Syria is not the only Vietnam-like quagmire in waiting. You wouldn’t know it from the news, but there is also a civil war going on in Yemen, in which the U.S. military is helping Saudi Arabia incinerate funerals and hospitals because the vicious theocratic, authoritarian regime (and our good ally!) fears Iranian influence in the Houthi uprising that has forced the American-backed Yemeni dictator into exile. It’s another 27-sided conflict in a region with no employment and no water. Yet my fear is that despite what the Jeremy Scahills of the world believe about the bi-partisan military consensus, the Obama administration, with its drone assassinations and regular use of special forces, actually (and depressingly) represents the left-most edge of American electoral possibilities. And that as president, he was actually fairly skeptical of military power, when the historical record mostly shows generals and CIA chiefs getting carte blanche for everything except their most outrageous notions of covert and overt war, from Chile to Iran, Panama to Indonesia, Cuba to Vietnam.

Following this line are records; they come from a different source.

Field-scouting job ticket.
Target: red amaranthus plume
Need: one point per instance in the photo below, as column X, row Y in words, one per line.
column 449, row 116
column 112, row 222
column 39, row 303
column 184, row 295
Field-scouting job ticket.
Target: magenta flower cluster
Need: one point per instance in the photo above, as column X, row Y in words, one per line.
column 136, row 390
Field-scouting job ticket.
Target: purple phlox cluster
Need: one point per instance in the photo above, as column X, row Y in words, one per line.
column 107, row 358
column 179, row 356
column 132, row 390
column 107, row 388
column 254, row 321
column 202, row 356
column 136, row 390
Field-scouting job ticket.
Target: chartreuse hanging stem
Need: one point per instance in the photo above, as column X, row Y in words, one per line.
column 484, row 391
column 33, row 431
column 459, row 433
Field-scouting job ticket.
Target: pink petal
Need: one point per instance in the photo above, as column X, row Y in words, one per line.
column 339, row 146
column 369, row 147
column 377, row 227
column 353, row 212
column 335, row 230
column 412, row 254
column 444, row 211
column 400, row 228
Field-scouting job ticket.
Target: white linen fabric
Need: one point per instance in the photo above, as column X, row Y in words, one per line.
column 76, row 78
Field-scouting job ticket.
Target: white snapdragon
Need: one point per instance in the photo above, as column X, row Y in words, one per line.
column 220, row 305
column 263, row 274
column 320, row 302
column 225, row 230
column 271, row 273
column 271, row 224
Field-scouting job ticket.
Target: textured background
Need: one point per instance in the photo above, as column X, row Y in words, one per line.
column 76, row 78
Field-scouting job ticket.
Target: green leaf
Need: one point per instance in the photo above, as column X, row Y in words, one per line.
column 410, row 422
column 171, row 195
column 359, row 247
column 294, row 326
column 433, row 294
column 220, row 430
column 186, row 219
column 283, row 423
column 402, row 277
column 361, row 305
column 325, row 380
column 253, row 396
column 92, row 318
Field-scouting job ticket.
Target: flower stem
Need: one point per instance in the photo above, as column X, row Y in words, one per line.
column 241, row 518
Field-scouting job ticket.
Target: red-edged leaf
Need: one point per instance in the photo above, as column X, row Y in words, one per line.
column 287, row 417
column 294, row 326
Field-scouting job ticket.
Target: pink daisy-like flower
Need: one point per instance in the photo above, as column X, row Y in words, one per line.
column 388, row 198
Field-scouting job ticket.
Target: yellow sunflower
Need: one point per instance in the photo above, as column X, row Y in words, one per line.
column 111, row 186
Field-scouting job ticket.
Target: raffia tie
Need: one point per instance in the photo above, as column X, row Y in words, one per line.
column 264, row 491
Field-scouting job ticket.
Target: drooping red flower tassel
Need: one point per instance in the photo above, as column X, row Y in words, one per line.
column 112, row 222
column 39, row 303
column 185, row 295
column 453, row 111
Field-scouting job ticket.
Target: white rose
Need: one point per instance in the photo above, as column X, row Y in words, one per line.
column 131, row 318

Of this “legacy of ashes,” Johnson’s Great Society was another casualty. The inflation-adjusted cost of that conflict was approximately $790 billion, and with that came a strain on U.S. production capacity, a falling dollar, and budget deficits that would lead to inflation, and eventually Ronald Reagan’s neo-liberal fanaticism that persists to this day. Johnson entered office with an enormous mandate, an aggressive domestic agenda, following on the heels of a popular president, and squandered much of it on an utterly pointless military misadventure. There’s a striking similarity between the Cold War mindset that roped Johnson deeper and deeper into Vietnam and the one that endlessly demands the application of military force in the Middle East.
A President Trump would almost certainly be a total disaster, a true horror show, just as Barry Goldwater would have been. Any candidate who openly promises state-sponsored torture and assassination of non-combatants as policy should be kept as far from the presidency as possible. As the saying goes, “A vote for the lesser of two evils, still means you get less evil, dummy.”
Yet as she coasts to victory, it’s deeply troubling that Clinton seems to represent a kind of politician we’ve very much seen before: Steeped in an ideology of American military superiority, fearful of an enemy that is real but vastly overhyped as an existential threat, and just hubristic enough to think that this time, we can do it cleanly, easily, quickly.